This github repository contains all the codes used to construct the ccAFv2 classifier. The scripts used to generate the code can be found in the 'scripts' directory.
The construction of the ccAFv2 classifier takes place in the file: 04_building_ccAFv2.py This script contains the ANN model for ccAFv2, which can be repurposed to build classifiers to predict cell types in other classifiers by exchanging the U5-hNSC scRNA-seq data and labels with new data and labels. The classifier_ccAFv2 class can take in any dataset, and provides parameters to adjust the construction of the classifier. It does this by taking those parameters in through it's init funciton:
def __init__(self,
training_sets,
label_sets,
variable_genes = 1000,
epochs = 10,
training_iterations = 10,
validation_split = 0.2,
activation = 'relu',
dropout_rate = 0.4,
model_specs = [200,100],
model_name = calendar.timegm(time.gmtime()))- training_sets: a dictionary of training scRNA-seq Scanpy objects, no default
- label_sets: a dictionary of training scRNA-seq cell label lists, no default
- variable_genes: number of genes to include in classifier, default is 1000 (after filtering may be fewer)
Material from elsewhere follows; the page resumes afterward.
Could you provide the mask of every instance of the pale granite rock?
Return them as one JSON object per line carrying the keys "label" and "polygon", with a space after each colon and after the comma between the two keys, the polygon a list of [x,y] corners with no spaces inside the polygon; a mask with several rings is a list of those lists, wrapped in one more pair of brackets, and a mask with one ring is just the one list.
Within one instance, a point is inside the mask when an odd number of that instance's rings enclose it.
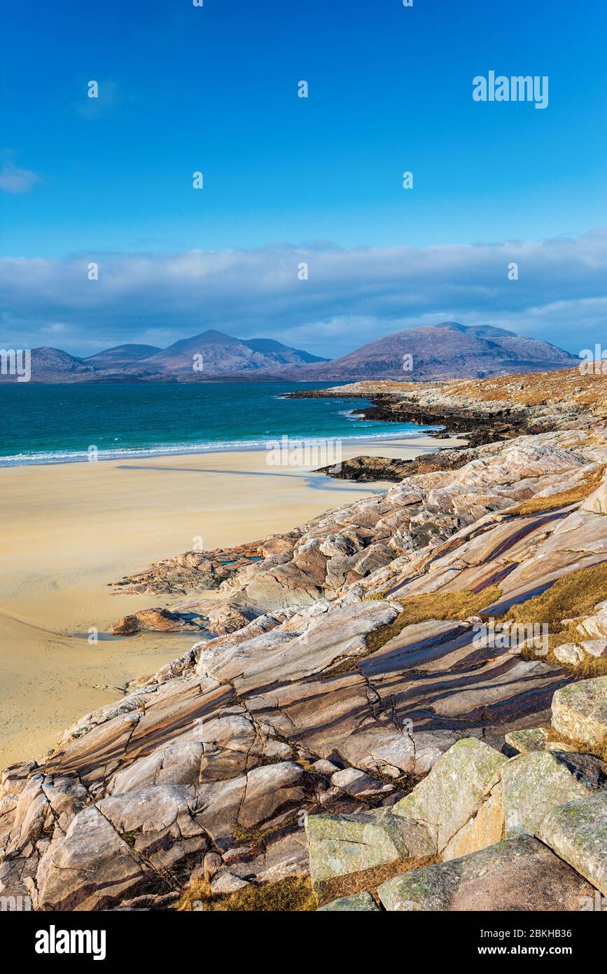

- epochs: number of training epochs, default is 10
- validation_split: what fraction of cells should be set aside for validation, defaults to 0.2
- activation: activation function type for artificial neurons, defaults to 'relu'
- dropout_rate: rate to use for dropout nodes between layers to avoid overfitting, defaults to 0.4
- model_specs: size of the layers of the network, defaults to [200,100] (for ccAFv2 we used [600,200])
- model_name: adds the calendar time to the outputs for the classifier, default date and time
The script details how to import the data, initialize, and construct a classifier. We also offer all the other scripts needed to test the classifier and demonstrate its utility.